ART
“Roe 2.0” At Woman Made Gallery
Woman Made Gallery will present “Roe 2.0” “in direct protest and response to the United States Supreme Court’s 6–3 Dobbs v. Jackson decision, which overturned Roe v. Wade, the landmark ruling that established the constitutional right to abortion in 1973.” “Roe 2.0” will feature works in multiple media by forty-four artists in the gallery space as well as responses to the theme by more than a hundred artists in a virtual-only component of the exhibition. Individuals “responded to a call for Abortion stories. Some signed their names while others stayed anonymous. Displayed next to the visual artworks at Woman Made, these written accounts, thoughts, and experiences offer an unflinching view of very personal perspectives entangled with political repression. Abortion Stories will be added online throughout the year as they are submitted.” The exhibition runs January 28–March 4 with an opening day reception from 4-7pm. More here.
DESIGN
Ghost House On Gold Coast
“The ten-unit courtyard building on Dearborn Parkway is a ghost… empty since the 1990s,” reports Crain’s. “It’s well maintained, but… the brick and stone courtyard building… has been locked up with no signs of life for decades.” The reporter surveils the 1451 North Dearborn property: “Few windows have curtains or other coverings, the wrought-iron gate on Dearborn and a gate between garage doors on the alley are padlocked, and on a few walk-bys in the past few weeks, a Crain’s reporter saw only a few lights on in the left side of the third and fourth floors.”

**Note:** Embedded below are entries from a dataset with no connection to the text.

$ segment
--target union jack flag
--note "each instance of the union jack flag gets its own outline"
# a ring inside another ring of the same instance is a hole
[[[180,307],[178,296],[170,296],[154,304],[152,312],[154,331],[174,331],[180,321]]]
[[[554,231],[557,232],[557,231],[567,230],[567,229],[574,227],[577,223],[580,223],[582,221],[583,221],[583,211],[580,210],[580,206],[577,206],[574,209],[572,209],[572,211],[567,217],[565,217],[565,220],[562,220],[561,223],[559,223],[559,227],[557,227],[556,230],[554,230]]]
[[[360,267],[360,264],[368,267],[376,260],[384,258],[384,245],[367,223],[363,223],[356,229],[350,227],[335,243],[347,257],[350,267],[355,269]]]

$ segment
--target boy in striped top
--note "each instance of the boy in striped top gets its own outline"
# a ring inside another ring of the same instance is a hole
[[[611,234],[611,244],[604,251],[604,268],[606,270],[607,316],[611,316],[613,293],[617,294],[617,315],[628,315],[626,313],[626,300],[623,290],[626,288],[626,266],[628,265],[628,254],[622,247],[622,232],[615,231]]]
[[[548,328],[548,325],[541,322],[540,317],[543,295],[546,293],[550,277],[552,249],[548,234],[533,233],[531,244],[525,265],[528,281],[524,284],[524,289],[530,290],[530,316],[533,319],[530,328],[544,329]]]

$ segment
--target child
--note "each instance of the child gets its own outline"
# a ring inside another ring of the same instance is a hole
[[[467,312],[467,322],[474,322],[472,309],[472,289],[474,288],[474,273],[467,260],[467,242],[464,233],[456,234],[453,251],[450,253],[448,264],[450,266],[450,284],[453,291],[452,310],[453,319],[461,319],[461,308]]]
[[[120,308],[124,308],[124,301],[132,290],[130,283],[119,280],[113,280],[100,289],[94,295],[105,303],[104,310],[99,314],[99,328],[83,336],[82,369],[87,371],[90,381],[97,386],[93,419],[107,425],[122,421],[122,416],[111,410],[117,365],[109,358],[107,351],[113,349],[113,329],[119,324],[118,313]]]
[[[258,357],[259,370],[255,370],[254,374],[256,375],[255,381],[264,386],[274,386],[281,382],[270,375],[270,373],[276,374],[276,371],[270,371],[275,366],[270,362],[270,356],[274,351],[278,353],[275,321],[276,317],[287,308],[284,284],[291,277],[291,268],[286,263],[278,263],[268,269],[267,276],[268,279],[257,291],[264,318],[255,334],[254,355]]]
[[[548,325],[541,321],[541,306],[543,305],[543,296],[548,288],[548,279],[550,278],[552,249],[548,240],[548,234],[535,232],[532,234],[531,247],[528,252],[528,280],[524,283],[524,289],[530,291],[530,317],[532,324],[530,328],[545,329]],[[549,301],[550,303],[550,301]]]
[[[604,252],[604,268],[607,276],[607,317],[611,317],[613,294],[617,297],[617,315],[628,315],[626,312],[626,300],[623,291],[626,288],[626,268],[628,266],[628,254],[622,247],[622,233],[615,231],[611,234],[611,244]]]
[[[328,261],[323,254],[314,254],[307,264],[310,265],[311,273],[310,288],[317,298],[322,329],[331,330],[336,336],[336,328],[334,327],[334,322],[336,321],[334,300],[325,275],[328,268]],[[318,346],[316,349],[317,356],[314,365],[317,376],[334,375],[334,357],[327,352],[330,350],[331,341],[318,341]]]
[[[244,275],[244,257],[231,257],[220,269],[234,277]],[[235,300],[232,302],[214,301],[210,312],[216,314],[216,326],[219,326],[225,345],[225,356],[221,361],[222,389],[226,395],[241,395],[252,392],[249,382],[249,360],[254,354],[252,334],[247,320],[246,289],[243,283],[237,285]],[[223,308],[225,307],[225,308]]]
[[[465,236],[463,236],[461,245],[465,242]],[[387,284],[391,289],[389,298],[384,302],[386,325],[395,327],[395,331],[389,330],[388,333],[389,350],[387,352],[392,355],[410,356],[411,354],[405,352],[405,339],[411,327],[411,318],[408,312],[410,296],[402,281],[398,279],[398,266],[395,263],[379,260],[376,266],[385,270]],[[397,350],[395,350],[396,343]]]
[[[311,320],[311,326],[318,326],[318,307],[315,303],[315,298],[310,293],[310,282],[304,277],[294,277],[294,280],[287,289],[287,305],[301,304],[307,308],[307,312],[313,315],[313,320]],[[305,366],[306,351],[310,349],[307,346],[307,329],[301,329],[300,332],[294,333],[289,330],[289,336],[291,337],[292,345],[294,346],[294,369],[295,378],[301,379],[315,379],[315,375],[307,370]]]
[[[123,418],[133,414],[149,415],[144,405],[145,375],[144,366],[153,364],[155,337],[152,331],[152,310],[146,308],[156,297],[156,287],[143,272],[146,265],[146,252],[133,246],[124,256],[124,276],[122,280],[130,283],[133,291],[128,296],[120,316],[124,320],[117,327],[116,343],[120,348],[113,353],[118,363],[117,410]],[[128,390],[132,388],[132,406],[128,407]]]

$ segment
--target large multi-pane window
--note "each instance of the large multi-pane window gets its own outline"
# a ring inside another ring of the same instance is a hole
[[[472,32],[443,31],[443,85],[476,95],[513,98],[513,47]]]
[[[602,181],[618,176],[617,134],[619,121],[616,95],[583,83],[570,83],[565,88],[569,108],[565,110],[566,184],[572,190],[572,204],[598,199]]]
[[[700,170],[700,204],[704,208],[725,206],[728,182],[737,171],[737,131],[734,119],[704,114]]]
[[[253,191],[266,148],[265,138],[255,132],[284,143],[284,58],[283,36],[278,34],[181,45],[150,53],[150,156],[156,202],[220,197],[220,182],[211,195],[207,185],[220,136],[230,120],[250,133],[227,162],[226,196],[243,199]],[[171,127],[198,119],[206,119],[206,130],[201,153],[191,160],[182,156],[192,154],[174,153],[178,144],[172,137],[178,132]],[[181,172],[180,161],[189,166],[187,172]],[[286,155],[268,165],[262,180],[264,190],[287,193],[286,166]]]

Collection Of Fashion Designer Arthur McGee At Hindman
Hindman has announced the sale of property from the personal collection of American fashion designer Arthur McGee (1933–2019). The collection includes forty-five garments and ensembles of McGee’s own design. A trailblazer in the fashion world, McGee was the first African American to run the design room of a Seventh Avenue apparel company, as early as the 1950s. McGee was recognized after his passing as a highly influential designer, inspiring generations of African American designers through his talent and mentorship. The net proceeds of the sale will benefit a scholarship for emerging fashion designers from Arthur McGee Legacy, LLC. “McGee’s own collection tells a powerful story,” Hindman Couture and Luxury Accessories Director and Senior Specialist Timothy Long says. “The distinct garments are made even more significant due to the fact that the designer behind them played a pivotal role in helping to break racial barriers in the fashion industry.”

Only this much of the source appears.